Наступило позднее январское утро, мы перешли в другое кафе, уже успевшее переделаться на дневной лад – со сменившейся дамой за кассой, с новыми, только что начавшими работу гарсонами; и мы продолжали говорить о множестве разных вещей и преимущественно о вопросах искусства, в котором ему все казалось необъяснимым и замечательным; особенно – литература. Ему представлялось непостижимым, что человек может вот так просто сесть и написать целую книгу и рассказать в ней много интересного и, главное, такого, о чем, казалось, никто не знал, кроме него, мистера Питерсона, и неведомо как догадавшегося об этом автора. До самого конца, однако, я не знал ни фамилии моего собеседника, ни кто он и откуда он. Но когда я как-то сказал: – Вы, как англичанин… – он тотчас поспешно запротестовал: – Нет, нет. Я не англичанин, я шотландец. – Он уезжал из Парижа в тот же вечер и, расставаясь со мной, успел только назвать себя и сказать, что живет обычно в колониях, не прибавив, где именно, и что если мне когда-нибудь представится случай… Я поблагодарил его – и мы с ним попрощались в одиннадцатом часу утра; он записал мою фамилию и адрес и уехал в гостиницу «Крийон» – я слышал, как он сказал это слово шоферу.

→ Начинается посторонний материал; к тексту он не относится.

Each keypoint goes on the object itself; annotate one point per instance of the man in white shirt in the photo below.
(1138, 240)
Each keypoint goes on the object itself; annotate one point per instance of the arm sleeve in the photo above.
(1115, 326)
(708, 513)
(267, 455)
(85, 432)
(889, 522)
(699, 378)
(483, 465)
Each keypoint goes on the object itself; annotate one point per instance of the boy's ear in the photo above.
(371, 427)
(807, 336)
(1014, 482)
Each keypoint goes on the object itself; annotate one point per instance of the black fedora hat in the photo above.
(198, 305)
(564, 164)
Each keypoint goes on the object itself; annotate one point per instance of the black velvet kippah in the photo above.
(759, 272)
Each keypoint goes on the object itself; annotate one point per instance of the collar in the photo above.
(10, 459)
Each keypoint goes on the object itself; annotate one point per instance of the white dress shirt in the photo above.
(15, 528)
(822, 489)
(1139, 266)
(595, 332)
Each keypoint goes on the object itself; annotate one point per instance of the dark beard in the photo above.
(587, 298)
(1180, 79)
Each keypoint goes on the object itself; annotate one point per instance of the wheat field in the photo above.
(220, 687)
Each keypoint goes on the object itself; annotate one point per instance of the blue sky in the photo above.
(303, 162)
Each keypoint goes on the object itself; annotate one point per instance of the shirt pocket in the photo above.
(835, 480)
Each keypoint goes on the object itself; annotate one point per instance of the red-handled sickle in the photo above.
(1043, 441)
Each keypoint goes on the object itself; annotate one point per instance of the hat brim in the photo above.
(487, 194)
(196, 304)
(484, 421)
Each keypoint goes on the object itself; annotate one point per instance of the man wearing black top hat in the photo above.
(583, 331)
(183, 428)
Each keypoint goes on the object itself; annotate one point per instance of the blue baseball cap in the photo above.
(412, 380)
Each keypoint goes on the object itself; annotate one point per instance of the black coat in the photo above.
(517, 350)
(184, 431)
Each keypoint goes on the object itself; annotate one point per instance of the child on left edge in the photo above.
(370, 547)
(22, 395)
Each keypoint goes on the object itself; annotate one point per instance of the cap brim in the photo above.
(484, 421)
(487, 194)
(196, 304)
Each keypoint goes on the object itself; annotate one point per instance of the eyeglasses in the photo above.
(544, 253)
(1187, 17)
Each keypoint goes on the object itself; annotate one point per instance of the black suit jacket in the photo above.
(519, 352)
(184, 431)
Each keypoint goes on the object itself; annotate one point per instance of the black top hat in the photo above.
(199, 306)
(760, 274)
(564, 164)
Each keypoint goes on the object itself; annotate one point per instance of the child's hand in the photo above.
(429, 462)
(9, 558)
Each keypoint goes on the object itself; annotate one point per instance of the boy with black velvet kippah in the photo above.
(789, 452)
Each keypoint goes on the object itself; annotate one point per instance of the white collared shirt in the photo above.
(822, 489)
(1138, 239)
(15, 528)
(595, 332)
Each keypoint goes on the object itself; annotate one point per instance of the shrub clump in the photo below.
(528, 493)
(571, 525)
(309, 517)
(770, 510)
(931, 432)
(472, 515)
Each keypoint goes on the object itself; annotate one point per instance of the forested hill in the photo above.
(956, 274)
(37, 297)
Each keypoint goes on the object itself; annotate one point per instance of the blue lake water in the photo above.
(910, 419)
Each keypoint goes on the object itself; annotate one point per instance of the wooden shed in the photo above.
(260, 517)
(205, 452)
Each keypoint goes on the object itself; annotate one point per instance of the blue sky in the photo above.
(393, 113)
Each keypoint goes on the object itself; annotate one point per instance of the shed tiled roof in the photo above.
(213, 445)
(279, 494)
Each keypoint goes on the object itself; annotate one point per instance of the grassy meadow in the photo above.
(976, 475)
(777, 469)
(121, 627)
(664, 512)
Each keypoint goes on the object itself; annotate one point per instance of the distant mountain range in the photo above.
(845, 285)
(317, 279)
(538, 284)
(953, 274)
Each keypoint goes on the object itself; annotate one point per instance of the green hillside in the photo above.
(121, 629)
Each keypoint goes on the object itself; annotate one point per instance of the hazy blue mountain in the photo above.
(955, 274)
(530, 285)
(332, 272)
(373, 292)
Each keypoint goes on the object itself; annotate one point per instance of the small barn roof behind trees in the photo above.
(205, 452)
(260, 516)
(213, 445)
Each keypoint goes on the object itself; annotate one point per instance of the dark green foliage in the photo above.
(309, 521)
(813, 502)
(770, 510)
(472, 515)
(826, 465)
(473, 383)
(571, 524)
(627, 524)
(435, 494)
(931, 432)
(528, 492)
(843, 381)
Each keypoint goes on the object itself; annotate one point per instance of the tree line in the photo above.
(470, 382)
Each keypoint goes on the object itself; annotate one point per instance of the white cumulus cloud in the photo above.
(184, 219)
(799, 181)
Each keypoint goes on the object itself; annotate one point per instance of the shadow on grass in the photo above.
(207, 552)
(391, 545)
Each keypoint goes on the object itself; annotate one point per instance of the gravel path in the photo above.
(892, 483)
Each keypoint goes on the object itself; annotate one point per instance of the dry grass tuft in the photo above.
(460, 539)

Прошло несколько месяцев, наступило лето. Я жил в маленьком средиземноморском городке, в четырех километрах от Villefranche, и пошел однажды купаться довольно далеко, по другую сторону мыса; там был скалистый, каменный берег с гротами и уступами, вырытыми ежедневным прибоем; и на моем любимом месте игрой воды и случая образовалось нечто вроде естественной лестницы из трех ступеней – очень плоский камень наверху, метром ниже второй, на который уже набегали волны, и еще ниже третий, подводный, покрытый зеленовато-бурым мхом совершенно удивительной мягкости. Прозрачная вода с ясно видимым дном неизменно обманывала глаз, и в первый раз, когда я попал туда, я спрыгнул, ногами вниз, собираясь встать, как я сделал бы это на мелком месте, – но ушел глубоко под воду и дна все-таки не достал. Потом я выяснил, что там было около пяти метров глубины.
Был неподвижный и знойный день с остановившимся морем, на берегу не было никого. Я поплыл сначала вдоль берега, потом к открытому морю, я плыл, не оборачиваясь и не видя берега, и когда я повернулся, направляясь обратно, я увидел, что на моем камне сидит какой-то человек, которого я не мог как следует различить. И только когда я совсем приблизился, я узнал мистера Питерсона. Над его глазами был роговой зеленый козырек; он был в рубашке без рукавов, расстегнутой на груди, по которой вились седые волосы, в коротких штанах нежно-кремового цвета. Он удивился встрече со мной так же, как я изумился его совершенно неожиданному появлению, – и искренне обрадовался. – Очень, очень рад, – повторил он несколько раз, пожимая мою мокрую руку, – как вы сюда попали? – Потом он собрался купаться, спросил меня, глубоко ли здесь, и на мой ответ сокрушенно покачал головой. За его спиной лежали два купальных халата и старинного фасона трико, доходившее ему чуть ли не до горла, – тоже плотнейшей материи с красным вышитым треугольником «вверх ногами», в котором были инициалы J.P. – Джим Питерсон. Он осторожно влез в воду, окунулся – и вдруг поплыл чрезвычайно странным способом, в котором было смешение всех стилей и грубейшее нарушение элементарных спортивных начал, не мешавшее ему, однако, чувствовать себя в воде совершенно свободно.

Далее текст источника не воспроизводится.